赤玉の恐怖・セフレ妊娠・やり尽くした…ヤリチンのマウンドを降りる時

※イメージ画像 photo by baryalai mohmand photography from flickr

 新しいことを始めるのに年齢は関係ないという。30歳・40歳を過ぎてから資格取得し、以前とはまったく異なる職種に就いている人もいるだろう。しかし、そういった成功例はごく一部で、ほとんどの人は年齢を理由に、新しいことを始めるのを躊躇しているのではないだろうか?

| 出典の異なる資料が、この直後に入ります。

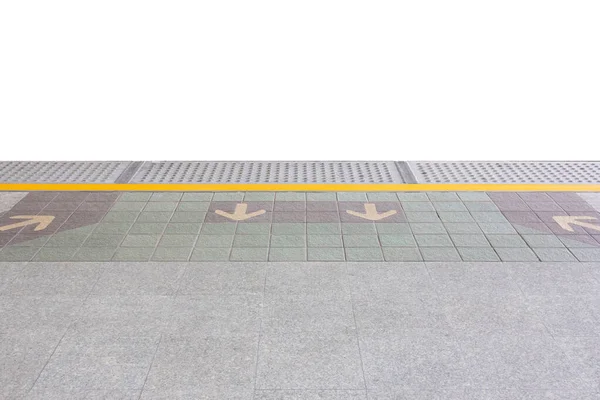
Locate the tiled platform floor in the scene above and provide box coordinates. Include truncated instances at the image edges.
[0,262,600,400]
[0,192,600,262]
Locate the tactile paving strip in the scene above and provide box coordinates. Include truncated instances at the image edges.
[0,161,130,183]
[408,161,600,184]
[131,162,405,183]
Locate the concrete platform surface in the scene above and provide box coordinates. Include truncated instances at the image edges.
[0,192,600,400]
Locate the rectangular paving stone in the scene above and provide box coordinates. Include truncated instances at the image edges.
[119,192,152,202]
[396,192,429,202]
[93,222,133,234]
[244,192,275,201]
[196,234,234,247]
[337,192,368,202]
[144,201,178,211]
[402,201,435,212]
[112,247,154,261]
[158,234,198,248]
[343,235,380,247]
[271,222,306,235]
[176,201,210,212]
[415,235,454,247]
[233,235,270,248]
[404,211,440,224]
[163,222,202,235]
[110,201,147,212]
[102,211,139,223]
[494,247,539,262]
[137,211,173,222]
[44,232,88,247]
[83,233,125,248]
[533,248,577,261]
[269,247,307,261]
[345,247,383,261]
[121,235,160,247]
[419,247,461,261]
[235,223,271,235]
[169,211,206,223]
[229,247,269,261]
[568,248,600,261]
[557,235,600,248]
[307,235,343,248]
[306,222,342,235]
[128,222,167,235]
[432,201,467,212]
[191,247,231,261]
[0,246,40,261]
[438,211,475,223]
[456,192,492,202]
[308,246,345,261]
[375,222,412,235]
[342,222,377,235]
[151,246,192,261]
[200,222,237,235]
[458,247,500,261]
[306,192,337,201]
[444,222,482,234]
[478,222,516,235]
[450,235,490,247]
[382,247,423,262]
[367,192,398,201]
[522,235,564,248]
[486,235,527,248]
[271,235,306,247]
[32,247,79,261]
[181,192,213,202]
[71,247,117,261]
[379,234,417,247]
[427,192,460,201]
[275,192,306,201]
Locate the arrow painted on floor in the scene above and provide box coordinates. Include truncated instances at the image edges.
[552,215,600,232]
[346,203,397,221]
[0,215,54,232]
[215,203,266,221]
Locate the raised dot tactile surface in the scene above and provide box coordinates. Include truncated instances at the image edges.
[131,161,405,183]
[408,161,600,184]
[0,161,129,183]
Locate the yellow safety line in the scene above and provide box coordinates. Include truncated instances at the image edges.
[0,183,600,192]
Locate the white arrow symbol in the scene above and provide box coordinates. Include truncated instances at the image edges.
[552,215,600,232]
[215,203,266,221]
[0,215,54,232]
[346,203,397,221]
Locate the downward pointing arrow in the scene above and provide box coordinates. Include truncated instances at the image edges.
[552,215,600,232]
[0,215,54,232]
[215,203,266,221]
[346,203,397,221]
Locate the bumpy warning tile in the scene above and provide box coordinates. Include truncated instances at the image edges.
[0,192,600,262]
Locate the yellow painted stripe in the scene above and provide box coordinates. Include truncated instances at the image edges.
[0,183,600,192]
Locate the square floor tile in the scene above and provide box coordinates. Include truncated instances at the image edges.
[191,247,231,261]
[269,247,307,261]
[307,235,343,247]
[113,247,154,261]
[495,247,539,261]
[345,247,383,261]
[458,247,500,261]
[383,247,423,261]
[343,235,380,247]
[420,247,461,261]
[229,247,269,261]
[308,247,345,261]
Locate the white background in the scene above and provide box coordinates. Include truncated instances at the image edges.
[0,0,600,160]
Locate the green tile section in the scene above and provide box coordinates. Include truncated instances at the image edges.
[0,192,600,262]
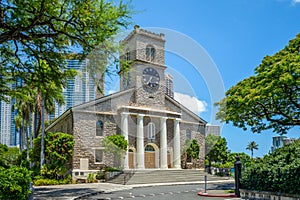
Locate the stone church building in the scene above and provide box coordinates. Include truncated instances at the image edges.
[46,28,206,178]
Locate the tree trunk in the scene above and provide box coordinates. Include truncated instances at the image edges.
[208,160,211,174]
[40,96,45,169]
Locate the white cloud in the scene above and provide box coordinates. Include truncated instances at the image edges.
[174,92,207,114]
[107,90,117,94]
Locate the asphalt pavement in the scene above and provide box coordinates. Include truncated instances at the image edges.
[33,180,233,200]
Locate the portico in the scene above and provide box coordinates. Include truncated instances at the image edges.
[121,107,181,170]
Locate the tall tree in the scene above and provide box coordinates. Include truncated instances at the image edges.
[205,134,228,173]
[216,34,300,134]
[246,141,258,158]
[0,0,131,99]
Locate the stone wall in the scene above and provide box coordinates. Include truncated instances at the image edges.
[46,112,73,134]
[73,112,117,170]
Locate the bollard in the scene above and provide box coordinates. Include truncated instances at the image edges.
[204,175,207,193]
[234,155,242,197]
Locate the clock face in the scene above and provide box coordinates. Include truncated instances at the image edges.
[143,67,160,88]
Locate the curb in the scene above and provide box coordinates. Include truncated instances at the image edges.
[72,180,236,200]
[198,192,238,198]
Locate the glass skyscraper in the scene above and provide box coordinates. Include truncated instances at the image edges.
[49,60,97,119]
[0,60,97,146]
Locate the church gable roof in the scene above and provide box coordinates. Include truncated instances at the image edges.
[165,95,207,124]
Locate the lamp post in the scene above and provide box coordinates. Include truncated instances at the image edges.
[234,155,242,197]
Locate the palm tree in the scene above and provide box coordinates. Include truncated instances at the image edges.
[246,141,258,158]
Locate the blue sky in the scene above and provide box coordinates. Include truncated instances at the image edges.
[106,0,300,156]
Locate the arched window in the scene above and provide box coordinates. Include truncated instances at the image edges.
[148,122,155,139]
[96,120,103,136]
[185,129,192,140]
[146,45,155,62]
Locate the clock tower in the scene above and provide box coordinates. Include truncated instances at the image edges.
[120,26,166,108]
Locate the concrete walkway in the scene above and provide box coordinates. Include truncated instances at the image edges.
[33,180,233,200]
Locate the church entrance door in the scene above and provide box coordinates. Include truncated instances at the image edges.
[145,145,155,168]
[128,149,134,169]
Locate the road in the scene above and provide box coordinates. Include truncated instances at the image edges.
[84,184,234,200]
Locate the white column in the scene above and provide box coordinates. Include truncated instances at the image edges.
[160,117,168,169]
[121,112,129,170]
[136,114,145,169]
[173,119,181,169]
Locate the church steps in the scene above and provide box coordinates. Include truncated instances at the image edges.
[108,170,232,185]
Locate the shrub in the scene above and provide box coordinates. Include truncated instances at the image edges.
[86,174,96,183]
[96,171,104,180]
[33,176,72,186]
[0,166,31,200]
[242,140,300,195]
[104,166,121,172]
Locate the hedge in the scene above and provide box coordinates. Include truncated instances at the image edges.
[241,140,300,195]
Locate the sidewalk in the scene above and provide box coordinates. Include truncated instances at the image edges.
[33,180,233,200]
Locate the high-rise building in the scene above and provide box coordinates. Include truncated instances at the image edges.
[0,97,19,146]
[0,60,99,146]
[0,98,12,146]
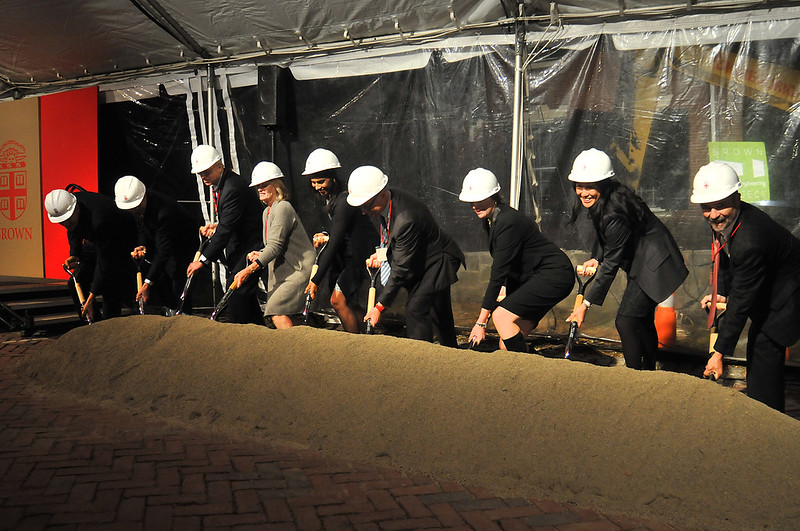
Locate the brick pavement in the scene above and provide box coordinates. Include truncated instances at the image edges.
[0,340,688,531]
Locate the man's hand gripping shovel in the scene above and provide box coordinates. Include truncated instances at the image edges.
[303,232,331,324]
[175,236,209,315]
[564,266,597,358]
[210,278,239,321]
[62,264,92,324]
[131,247,147,315]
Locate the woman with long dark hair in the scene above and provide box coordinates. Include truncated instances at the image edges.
[303,148,379,334]
[459,168,575,352]
[567,148,689,370]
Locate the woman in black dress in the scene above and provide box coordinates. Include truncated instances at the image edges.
[459,168,575,352]
[567,148,689,370]
[303,148,378,333]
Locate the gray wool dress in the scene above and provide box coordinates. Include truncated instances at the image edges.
[258,201,315,316]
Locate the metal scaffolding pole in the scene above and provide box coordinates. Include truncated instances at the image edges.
[508,0,525,208]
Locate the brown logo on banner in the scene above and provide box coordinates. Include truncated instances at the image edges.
[0,140,28,221]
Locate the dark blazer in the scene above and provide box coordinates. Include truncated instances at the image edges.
[203,168,263,270]
[380,189,465,306]
[311,192,379,285]
[586,209,689,305]
[67,192,136,294]
[481,204,574,311]
[714,202,800,355]
[138,190,198,282]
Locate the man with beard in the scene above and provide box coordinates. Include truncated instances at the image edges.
[186,145,264,325]
[690,161,800,411]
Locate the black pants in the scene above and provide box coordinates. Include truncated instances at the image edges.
[747,323,786,412]
[406,286,458,347]
[614,279,658,371]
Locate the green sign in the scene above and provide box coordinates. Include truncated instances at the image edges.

 ところで、新しいことを始める以上に大変なことがある。それは、「やめる」ということだ。例えば、いま現在の仕事にまったくやりがいを感じられなくても、それなりの給料を貰えていたりすると、なかなか転職活動に踏み切れないというもの。ほか、「この人こそ運命の赤い糸でつながった女性だ!」と思える人に出会えても、自身が既婚で妻や子を持つ身の上だと、離婚して慰謝料云々という騒ぎを起こすのも考え物である。言わば、「乗りかかった船」というやつだ。

 ヤリチン活動も然り。20代の頃から、「特定のカノジョは作らない」「結婚にも興味はない」というスタンスで、ひたすら合コンやナンパに明け暮れ、一夜限りのセックスやセフレとの気楽な関係に慣れ親しんでしまうと、今さら普通の恋愛に戻るのは難しい。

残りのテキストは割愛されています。